Quality Control / Clipping
ASA³P provides quality overviews of all sequenced reads before and after the actual quality clipping. During the clipping process reads unsuitable for subsequent analysis steps are filtered out. Quality of sequenced reads is measured via FastQC. A check for potential contaminations is conducted via FastQ Screen. Reads sequenced on an Illumina platform are quality clipped with Trimmomatic. Reads sequenced on a Pacific Bioscience platform are not quality clipped as this is internally performed by the HGAP 4 assembler. ONT reads are quality clipped via Filtlong
Orders and orientations of assembled contigs are somewhat arbitrary. During a scaffolding step ASA³P maps such contigs onto a set of closely related (user provided) reference genomes in order to rearrange them. Taking into account this additional information scaffolders can fix order and orientation and merge multiple contigs into scaffolds. As a modern multi-reference scaffolder ASA³P internally takes advantage of MeDuSa.
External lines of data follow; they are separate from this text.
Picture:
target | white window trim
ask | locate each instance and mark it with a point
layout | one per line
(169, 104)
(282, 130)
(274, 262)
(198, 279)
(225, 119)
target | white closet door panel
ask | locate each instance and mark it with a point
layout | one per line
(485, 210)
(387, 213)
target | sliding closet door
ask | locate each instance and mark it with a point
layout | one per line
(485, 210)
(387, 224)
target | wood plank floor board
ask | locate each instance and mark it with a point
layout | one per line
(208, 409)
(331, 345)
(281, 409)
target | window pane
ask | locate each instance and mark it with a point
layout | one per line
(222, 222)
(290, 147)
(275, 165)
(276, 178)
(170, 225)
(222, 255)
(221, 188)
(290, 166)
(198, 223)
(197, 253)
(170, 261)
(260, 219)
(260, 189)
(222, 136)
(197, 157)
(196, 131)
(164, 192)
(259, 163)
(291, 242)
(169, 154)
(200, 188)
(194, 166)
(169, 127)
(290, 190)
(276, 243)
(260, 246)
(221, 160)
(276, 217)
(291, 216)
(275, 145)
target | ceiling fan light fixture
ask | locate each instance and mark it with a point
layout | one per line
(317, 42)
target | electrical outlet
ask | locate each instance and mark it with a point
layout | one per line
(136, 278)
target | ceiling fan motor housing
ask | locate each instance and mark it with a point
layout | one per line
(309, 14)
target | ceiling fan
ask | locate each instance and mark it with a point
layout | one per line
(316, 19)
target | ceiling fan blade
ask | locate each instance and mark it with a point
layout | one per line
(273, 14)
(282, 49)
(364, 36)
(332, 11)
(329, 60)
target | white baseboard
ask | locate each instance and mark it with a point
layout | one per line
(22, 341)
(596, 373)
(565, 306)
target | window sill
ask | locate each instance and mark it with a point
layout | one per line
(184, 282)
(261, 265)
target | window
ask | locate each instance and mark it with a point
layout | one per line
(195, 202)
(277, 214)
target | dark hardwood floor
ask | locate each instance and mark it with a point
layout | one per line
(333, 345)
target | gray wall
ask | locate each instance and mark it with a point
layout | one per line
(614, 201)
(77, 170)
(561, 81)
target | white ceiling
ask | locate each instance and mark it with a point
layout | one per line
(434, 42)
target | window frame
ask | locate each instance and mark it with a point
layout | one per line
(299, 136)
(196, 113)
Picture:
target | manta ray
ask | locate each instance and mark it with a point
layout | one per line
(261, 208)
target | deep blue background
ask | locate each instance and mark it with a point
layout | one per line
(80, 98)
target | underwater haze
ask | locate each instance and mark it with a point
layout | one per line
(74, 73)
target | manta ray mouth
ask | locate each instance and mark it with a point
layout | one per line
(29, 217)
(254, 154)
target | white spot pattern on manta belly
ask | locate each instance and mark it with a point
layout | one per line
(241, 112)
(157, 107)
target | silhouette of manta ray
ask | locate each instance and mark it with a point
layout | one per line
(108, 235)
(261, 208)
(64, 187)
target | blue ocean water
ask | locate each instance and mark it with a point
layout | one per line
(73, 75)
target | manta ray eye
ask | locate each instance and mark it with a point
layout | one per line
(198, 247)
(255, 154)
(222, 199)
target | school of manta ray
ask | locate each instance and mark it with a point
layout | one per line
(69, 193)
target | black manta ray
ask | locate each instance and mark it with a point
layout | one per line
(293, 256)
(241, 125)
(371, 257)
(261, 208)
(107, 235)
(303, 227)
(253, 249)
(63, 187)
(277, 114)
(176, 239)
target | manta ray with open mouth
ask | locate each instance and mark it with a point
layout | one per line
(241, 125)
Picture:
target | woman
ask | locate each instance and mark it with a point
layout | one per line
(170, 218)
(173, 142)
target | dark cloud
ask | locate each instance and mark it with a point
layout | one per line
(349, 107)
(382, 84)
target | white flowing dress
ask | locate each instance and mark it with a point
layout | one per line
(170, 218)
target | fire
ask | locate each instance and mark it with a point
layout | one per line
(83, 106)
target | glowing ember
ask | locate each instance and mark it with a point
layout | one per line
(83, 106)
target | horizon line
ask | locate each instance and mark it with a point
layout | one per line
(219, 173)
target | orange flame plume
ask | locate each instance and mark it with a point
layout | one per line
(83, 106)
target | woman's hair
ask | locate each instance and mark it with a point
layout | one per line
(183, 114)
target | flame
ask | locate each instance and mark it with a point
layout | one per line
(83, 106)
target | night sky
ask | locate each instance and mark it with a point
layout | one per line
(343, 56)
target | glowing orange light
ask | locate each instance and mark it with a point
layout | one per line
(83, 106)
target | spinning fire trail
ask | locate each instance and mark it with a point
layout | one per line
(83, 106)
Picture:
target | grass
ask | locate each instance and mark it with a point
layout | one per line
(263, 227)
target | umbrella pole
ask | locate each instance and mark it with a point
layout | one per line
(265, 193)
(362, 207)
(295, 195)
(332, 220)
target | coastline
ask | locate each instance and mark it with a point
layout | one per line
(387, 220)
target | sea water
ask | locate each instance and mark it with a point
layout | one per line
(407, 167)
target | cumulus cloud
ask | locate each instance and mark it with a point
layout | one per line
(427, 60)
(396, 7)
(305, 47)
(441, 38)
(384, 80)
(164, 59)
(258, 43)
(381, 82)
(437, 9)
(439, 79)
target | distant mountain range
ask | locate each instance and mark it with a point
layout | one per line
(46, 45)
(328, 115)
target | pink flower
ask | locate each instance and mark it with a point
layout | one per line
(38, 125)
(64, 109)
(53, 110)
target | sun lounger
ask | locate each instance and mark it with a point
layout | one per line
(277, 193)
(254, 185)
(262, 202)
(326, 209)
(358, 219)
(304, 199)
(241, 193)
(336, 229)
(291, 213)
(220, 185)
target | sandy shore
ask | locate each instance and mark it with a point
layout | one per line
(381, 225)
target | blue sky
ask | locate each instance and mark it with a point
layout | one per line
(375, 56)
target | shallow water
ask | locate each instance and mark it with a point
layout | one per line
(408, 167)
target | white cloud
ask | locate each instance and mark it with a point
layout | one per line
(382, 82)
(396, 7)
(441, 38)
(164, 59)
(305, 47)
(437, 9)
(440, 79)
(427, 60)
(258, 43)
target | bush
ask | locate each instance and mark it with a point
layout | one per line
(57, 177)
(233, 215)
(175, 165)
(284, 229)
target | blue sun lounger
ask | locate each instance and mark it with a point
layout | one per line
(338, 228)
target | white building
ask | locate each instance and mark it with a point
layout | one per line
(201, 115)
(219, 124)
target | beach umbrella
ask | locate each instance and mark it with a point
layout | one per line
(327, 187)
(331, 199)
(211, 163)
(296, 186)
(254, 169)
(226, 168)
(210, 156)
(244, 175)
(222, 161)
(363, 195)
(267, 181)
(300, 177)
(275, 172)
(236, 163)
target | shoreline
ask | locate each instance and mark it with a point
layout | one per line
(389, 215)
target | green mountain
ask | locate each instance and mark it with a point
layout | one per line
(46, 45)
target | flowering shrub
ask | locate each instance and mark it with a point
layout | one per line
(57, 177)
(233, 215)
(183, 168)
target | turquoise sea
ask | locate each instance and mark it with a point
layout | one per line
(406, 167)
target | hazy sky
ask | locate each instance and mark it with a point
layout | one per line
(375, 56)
Finally, raw contigs as well as oriented and linked scaffolds are mapped onto all provided reference genomes in order to compare the results of this step.
To annotate contigs and scaffolds ASA³P internally uses Prokka. For high quality annotation genus specific information is used. Therefore, ASA³P uses genus specific Blast databases comprising all RefSeq genome annotations related to a certain genus. In order to further increase annotation quality ASA³P uses a combination of smaller high quality databases such as CARD for antimicrobial resistance genes and VFDB for virulence factors.
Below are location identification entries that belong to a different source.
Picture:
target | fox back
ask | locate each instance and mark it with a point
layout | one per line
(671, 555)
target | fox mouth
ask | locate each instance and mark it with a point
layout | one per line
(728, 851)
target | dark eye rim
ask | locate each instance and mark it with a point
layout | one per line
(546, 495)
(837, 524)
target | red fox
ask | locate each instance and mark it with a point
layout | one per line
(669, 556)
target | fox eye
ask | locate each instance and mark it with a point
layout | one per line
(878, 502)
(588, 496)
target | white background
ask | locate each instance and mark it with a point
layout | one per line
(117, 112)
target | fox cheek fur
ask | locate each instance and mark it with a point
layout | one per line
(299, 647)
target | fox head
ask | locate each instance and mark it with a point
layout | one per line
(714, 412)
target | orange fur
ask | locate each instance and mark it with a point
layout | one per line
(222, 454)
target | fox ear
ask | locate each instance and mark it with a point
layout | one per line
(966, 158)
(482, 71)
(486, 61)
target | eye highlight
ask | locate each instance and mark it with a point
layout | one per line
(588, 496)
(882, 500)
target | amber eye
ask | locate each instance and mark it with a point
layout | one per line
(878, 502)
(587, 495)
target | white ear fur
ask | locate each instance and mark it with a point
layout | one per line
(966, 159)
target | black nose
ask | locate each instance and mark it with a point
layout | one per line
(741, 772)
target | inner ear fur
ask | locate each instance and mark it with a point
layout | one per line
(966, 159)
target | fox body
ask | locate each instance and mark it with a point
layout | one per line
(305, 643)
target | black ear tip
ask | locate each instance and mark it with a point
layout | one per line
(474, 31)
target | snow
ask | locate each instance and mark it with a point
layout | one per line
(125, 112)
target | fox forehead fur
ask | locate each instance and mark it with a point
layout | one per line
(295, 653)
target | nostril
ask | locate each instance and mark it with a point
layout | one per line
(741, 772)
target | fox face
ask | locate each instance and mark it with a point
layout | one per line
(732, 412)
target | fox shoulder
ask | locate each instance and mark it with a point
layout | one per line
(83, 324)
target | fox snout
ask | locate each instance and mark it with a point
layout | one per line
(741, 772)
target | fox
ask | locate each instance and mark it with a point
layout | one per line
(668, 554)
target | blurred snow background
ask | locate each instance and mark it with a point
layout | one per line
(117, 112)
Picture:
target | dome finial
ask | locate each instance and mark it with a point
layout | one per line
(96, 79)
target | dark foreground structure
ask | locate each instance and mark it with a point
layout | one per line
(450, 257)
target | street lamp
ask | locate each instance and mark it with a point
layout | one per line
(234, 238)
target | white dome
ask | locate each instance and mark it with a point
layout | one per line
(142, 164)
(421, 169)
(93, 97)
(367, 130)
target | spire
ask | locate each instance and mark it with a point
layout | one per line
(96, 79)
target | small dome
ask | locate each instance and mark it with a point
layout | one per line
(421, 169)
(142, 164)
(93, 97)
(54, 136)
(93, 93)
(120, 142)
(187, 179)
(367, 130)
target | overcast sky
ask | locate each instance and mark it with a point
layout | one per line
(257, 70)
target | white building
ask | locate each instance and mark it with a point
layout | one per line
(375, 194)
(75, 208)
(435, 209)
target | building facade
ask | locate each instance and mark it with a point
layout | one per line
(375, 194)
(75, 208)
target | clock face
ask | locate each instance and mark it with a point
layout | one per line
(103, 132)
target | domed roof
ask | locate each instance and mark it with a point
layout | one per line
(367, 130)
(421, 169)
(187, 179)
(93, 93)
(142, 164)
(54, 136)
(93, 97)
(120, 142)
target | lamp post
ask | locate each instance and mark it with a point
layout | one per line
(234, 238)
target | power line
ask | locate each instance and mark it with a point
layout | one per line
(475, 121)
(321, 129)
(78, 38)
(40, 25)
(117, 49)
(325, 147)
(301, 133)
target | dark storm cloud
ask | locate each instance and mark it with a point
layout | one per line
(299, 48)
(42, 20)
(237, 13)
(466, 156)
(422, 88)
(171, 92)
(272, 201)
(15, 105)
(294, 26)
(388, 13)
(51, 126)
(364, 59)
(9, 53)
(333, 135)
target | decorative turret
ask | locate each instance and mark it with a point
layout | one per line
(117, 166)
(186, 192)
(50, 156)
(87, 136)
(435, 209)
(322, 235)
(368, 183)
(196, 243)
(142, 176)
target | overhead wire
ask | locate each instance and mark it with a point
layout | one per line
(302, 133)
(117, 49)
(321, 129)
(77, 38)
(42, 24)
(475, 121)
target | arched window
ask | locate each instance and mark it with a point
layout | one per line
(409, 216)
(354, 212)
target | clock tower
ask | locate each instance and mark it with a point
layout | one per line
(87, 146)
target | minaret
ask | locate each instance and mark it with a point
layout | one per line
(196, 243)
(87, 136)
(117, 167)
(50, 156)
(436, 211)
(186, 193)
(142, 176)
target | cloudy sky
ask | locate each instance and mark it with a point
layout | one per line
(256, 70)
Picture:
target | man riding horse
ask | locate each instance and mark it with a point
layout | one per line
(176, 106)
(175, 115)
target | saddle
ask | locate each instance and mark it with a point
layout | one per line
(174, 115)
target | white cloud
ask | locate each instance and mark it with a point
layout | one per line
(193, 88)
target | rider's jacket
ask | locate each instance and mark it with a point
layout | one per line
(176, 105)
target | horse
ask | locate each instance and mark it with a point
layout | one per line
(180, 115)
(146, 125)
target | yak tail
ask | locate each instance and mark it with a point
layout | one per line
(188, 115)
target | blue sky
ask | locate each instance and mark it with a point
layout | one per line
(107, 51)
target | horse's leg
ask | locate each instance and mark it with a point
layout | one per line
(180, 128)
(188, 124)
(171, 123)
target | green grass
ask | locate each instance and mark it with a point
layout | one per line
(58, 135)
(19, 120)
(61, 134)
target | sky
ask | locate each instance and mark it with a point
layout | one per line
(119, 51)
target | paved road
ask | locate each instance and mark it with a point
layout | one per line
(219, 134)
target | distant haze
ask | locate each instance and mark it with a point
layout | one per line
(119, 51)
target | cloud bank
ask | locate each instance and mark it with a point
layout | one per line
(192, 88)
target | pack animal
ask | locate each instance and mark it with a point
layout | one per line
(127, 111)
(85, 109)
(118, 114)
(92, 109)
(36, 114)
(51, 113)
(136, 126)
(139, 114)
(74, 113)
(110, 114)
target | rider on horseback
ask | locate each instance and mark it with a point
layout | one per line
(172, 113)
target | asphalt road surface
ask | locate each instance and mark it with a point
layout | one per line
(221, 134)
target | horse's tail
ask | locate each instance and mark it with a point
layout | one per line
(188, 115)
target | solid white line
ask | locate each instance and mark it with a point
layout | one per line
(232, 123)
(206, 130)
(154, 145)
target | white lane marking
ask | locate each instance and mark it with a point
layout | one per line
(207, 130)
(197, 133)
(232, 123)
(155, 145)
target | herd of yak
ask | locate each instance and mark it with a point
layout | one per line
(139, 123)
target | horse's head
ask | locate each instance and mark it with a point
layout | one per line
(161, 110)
For the taxonomic classification of bacterial isolates ASA³P uses three distinct methods:
16S sequence homology
Comparison of average nucleotide identities (ANI)
Kmer profiles are analyzed via Kraken and subsequent kmer profile hits are extracted from a custom RefSeq based database. In order to search for 16S homology the pipeline uses Infernal to extract the best scoring 16S sequence and subsequently queries it against the RDP 16S database.
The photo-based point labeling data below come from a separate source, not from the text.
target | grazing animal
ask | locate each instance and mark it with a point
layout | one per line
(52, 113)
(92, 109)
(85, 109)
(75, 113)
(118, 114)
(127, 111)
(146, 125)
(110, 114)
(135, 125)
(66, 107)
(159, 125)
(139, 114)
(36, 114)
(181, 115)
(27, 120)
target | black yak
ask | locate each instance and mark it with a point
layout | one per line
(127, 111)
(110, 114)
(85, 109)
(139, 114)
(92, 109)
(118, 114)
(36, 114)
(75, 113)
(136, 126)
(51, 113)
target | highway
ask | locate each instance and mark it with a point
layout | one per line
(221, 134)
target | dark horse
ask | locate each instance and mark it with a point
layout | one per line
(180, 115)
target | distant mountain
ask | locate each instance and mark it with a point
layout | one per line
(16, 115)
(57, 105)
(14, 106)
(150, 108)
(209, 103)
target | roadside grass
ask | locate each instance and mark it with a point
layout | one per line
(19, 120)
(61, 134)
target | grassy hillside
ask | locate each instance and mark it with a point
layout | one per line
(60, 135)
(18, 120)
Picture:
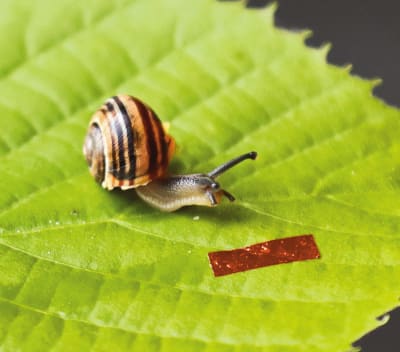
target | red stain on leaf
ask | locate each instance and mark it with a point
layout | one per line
(282, 250)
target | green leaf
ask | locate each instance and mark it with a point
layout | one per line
(86, 269)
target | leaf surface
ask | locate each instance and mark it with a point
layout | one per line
(86, 269)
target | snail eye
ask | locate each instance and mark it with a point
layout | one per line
(215, 185)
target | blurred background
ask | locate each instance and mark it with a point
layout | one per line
(366, 34)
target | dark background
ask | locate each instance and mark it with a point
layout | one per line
(366, 34)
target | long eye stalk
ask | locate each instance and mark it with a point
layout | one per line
(228, 165)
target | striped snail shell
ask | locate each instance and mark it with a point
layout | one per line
(127, 146)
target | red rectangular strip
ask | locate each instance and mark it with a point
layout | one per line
(282, 250)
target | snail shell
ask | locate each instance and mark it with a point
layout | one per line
(127, 145)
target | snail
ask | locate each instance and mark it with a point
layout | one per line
(127, 146)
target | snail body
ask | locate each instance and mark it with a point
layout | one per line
(127, 146)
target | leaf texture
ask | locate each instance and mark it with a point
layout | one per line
(90, 270)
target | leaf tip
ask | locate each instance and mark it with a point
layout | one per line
(325, 49)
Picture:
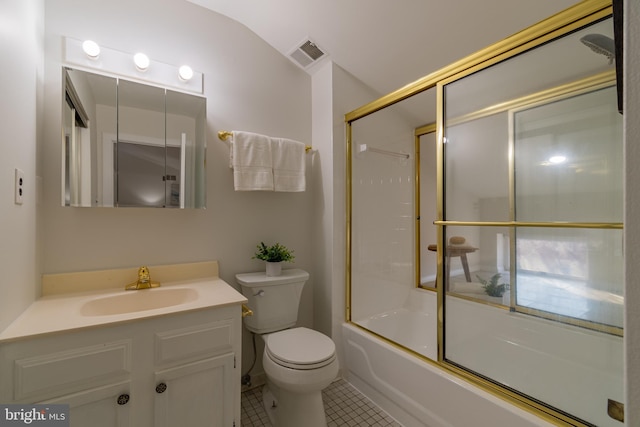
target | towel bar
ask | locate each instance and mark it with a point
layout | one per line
(225, 134)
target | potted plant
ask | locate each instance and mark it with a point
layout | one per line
(274, 256)
(491, 286)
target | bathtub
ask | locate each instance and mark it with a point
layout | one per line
(418, 393)
(413, 329)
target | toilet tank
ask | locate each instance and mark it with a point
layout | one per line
(274, 300)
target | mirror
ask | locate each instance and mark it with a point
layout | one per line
(127, 144)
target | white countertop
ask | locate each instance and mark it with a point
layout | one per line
(63, 312)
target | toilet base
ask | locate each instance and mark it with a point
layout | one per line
(286, 409)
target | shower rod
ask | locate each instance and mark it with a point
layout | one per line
(364, 147)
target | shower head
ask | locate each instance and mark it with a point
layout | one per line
(600, 44)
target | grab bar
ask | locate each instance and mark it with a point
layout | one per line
(364, 147)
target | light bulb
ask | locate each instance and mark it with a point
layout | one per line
(91, 48)
(185, 73)
(142, 61)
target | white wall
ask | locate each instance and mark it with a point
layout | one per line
(632, 210)
(248, 85)
(21, 23)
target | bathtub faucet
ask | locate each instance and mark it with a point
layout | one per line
(143, 282)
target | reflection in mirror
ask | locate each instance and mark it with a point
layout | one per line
(89, 114)
(145, 150)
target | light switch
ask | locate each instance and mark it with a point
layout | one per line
(19, 193)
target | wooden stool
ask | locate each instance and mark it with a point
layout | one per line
(456, 251)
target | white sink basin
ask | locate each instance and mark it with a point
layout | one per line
(136, 301)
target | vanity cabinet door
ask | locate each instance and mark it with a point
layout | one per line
(100, 407)
(196, 394)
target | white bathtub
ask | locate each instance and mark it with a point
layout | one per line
(413, 329)
(418, 393)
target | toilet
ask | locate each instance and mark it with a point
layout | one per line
(298, 362)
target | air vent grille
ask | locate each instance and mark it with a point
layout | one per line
(312, 50)
(306, 53)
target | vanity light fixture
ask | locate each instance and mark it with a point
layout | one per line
(185, 73)
(142, 61)
(556, 160)
(91, 48)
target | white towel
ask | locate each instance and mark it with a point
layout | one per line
(252, 162)
(288, 165)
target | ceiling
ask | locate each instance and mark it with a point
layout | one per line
(387, 44)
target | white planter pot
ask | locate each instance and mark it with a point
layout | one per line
(274, 268)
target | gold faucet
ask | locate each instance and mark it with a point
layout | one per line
(143, 282)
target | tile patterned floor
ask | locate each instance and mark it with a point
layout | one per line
(343, 404)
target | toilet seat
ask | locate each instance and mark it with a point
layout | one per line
(300, 348)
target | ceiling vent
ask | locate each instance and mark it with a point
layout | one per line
(306, 54)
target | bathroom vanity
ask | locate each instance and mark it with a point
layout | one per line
(117, 362)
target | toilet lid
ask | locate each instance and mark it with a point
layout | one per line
(300, 348)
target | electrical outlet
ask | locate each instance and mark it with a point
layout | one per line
(19, 193)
Multilocus Sequence Typing (MLST)
MLST is a typing method for closely related bacterial strains within a species. Therefore, genomes are blasted against public databases containing 5 to 7 thoroughly selected loci for each typed organism. Each combination of alleles determines a unique sequence type.
ASA³P uses a proprietary implementation based on BLASTn and the public database PubMLST.
Antibiotic Resistance Detection (ABR)
There are many different molecular mechanisms for ABR posing a major bioinformatic challenge. Addressing this issue ASA³P takes advantage of the Comprehensive Antibiotic Resistance Database (CARD) and its corresponding search tool. CARD provides its own sophisticated ontology in order to classify detected ABRs. To our best knowledge it’s the only database/tool which can detect, classify and describe several different types of ABR, e.g. gene homology and mutations driven mechanisms.
Virulence Factor (VF) Detection
As VF have a major impact on whether bacterial strains are harmless or severe pathogens ASA³P detects potential VFs. Therefore, the pipeline searchs VFs against the virulence factor database (VFDB).
In order to assess an isolate genome size compared to a reference genome and subsequently enable the calling of single nucleotide variants quality clipped reads are mapped to the reference genome. For reads sequenced on Illumina, ONT and Pacific Bioscience platforms ASA³P uses Bowtie 2, Minimap2 and blasr, respectively. Finally, generated Sequence Alignment/Map (SAM) files are converted to ordered Binary Alignment/Map (BAM) files via SAMtools.
Single Nucleotide Polymorphism (SNP)
SNP analyses provide variant information on single nucleotide resolution level compared to a reference genome. Therefore, ASA³P takes advantage of the SAMtools tool suite in order to call SNPs from mapped read files. Genomic variants in the resulting Variant Call Format (VCF) file are then filtered via SnpSift. Finally, filtered variants get annotated via SnpEff in order to predict resulting effects.
Core - pan genome
Coding sequences (CDS) of the analysed genomes get clustered and assigned to gene abundance groups via Roary. These groups consist of genes present in all genomes (core), genes present at least two genomes (accessory) and genes unique to one a single genome (singletons).